On a 61-38 vote, the Senate avoided a filibuster on the bill containing $16 billion of enhanced funding for Medicaid assistance and $10 billion for preserving jobs of public school teachers.
Washington’s estimated share is $503 million, which is more than enough to paper over an estimated $312 million hole in the state’s current budget.
Final action on the bill is slated for Thursday.
“What we clearly have done is avoid the special session,” Gregoire told reporters.
The bill would extend programs enacted in last year’s stimulus law to help preserve the jobs of teachers, police officers, firefighters and other public employees.
The legislation is scaled back from versions that stalled earlier this summer as part of a larger tax-and-spend measure extending jobless benefits and a variety of expired tax breaks. The first piece is $16 billion to help states with their Medicaid budgets in the first six months of next year.
It’s less generous than the help provided under the stimulus law but is still desperately sought by governors, who have already made big budget cuts as tax revenues have plummeted in the recession and warn of even worse cuts if the federal help is not continued.
The measure also contains $10 billion to help school boards hit with similar budget woes avoid teacher layoffs this fall.

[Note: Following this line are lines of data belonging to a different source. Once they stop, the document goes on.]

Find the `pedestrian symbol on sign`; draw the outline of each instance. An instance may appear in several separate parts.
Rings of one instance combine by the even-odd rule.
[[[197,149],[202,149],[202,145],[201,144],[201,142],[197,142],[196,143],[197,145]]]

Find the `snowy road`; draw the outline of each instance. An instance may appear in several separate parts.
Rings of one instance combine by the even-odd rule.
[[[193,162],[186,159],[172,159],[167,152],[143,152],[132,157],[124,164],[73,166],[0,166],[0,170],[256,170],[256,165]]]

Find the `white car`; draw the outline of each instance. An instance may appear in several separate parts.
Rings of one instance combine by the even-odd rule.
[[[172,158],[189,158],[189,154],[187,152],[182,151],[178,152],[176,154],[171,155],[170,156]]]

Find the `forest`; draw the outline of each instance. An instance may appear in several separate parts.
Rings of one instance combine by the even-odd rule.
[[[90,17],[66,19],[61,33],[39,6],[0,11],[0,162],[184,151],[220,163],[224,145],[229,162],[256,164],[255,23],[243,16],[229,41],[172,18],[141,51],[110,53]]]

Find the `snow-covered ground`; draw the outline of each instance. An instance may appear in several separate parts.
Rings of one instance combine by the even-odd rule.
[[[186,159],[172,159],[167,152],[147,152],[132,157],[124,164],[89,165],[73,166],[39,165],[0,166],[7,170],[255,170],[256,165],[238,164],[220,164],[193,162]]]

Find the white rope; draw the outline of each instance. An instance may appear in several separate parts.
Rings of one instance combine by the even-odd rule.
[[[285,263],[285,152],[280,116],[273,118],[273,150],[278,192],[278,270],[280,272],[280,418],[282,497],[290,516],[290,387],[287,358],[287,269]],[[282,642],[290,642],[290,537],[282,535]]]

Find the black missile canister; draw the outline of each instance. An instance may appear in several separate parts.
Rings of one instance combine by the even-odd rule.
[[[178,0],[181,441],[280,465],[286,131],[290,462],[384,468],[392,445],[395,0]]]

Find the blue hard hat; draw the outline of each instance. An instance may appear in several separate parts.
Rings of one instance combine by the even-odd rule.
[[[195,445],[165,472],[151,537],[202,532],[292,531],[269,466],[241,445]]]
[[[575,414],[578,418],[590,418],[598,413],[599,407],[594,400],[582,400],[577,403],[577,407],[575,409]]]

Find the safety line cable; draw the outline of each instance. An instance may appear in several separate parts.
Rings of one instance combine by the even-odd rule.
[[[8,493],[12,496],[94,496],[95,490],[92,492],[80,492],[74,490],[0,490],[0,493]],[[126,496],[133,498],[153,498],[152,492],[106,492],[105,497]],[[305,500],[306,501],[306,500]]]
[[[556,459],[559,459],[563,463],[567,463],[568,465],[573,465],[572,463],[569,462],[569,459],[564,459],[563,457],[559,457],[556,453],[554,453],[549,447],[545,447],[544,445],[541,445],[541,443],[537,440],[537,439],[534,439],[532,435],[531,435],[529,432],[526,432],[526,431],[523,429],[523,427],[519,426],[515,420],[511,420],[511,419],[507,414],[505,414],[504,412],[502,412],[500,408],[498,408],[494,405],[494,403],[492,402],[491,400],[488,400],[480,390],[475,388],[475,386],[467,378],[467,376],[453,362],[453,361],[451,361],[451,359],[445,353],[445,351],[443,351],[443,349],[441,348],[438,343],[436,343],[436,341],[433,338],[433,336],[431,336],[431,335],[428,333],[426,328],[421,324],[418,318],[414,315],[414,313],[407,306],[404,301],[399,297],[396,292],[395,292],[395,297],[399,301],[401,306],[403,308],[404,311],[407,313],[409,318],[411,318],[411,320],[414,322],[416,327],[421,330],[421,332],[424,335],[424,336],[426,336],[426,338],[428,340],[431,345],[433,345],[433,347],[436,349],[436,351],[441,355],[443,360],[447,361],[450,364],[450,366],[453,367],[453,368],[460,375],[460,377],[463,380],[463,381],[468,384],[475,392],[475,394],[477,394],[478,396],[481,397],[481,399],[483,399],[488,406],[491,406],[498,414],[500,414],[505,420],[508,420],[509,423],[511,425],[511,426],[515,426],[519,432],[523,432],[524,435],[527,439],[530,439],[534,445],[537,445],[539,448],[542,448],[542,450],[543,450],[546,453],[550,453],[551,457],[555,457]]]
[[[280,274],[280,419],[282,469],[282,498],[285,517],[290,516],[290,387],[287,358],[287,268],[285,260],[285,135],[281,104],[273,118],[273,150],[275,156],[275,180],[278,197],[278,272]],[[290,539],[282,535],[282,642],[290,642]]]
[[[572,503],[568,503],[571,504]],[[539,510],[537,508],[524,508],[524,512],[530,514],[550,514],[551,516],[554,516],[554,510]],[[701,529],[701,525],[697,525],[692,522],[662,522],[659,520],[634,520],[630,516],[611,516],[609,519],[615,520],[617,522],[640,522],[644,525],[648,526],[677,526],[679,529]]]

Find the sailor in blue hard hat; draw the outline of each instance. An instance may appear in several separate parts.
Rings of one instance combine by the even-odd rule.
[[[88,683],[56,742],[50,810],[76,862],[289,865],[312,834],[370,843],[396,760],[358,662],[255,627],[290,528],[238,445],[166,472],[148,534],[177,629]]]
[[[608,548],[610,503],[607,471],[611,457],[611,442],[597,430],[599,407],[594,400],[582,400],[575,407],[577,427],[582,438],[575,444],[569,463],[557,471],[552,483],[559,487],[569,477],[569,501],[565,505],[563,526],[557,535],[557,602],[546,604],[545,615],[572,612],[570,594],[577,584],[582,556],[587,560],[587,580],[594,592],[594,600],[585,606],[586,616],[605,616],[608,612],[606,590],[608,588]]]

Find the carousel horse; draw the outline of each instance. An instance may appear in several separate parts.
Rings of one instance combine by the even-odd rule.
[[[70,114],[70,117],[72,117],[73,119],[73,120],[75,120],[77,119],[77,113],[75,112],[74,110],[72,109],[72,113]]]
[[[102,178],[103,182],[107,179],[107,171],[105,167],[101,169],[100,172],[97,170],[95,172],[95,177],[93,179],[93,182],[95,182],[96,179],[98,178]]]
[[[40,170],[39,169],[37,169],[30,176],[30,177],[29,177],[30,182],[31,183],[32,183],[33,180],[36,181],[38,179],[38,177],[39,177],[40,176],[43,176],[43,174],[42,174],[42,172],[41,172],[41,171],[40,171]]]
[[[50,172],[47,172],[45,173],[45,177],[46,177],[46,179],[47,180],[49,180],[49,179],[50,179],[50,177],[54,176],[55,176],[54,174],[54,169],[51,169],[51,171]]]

“This legislation makes a difference,” said Sen. Patty Murray, D-Wash. “Real people in real jobs. Real paychecks.”
But most Republicans opposed the measure, calling it a payoff to public employee unions and warning that it would make the states ever-dependent on federal funds.
The spending is accompanied by tax increases and spending cuts to avoid increasing the budget deficit. The bill eliminates in March 2014 an expanded food stamp benefit enacted last year and limits the ability of some U.S.-based multinational companies to use foreign tax credits to reduce their U.S. taxes.
“That would have the effect of driving jobs overseas,” said Sen. Lamar Alexander, R-Tenn.
Democrats, who control the chamber with 59 votes, needed to pick up at least one Republican to muster the 60 votes required to defeat the GOP filibuster.
Today’s vote to break the filibuster came after Democratic leaders made final tweaks to the measure in hopes of winning over Maine Sens. Olympia Snowe and Susan Collins. The duo also provided the key votes last month to pass a six-month extension of jobless assistance for the long-term unemployed.
The Senate still must vote on the legislation and send it to the House of Representatives for action.
Because the House is in recess, a vote in that chamber would not take place until after Labor Day unless members are called back into session early.
The Associated Press contributed to this story.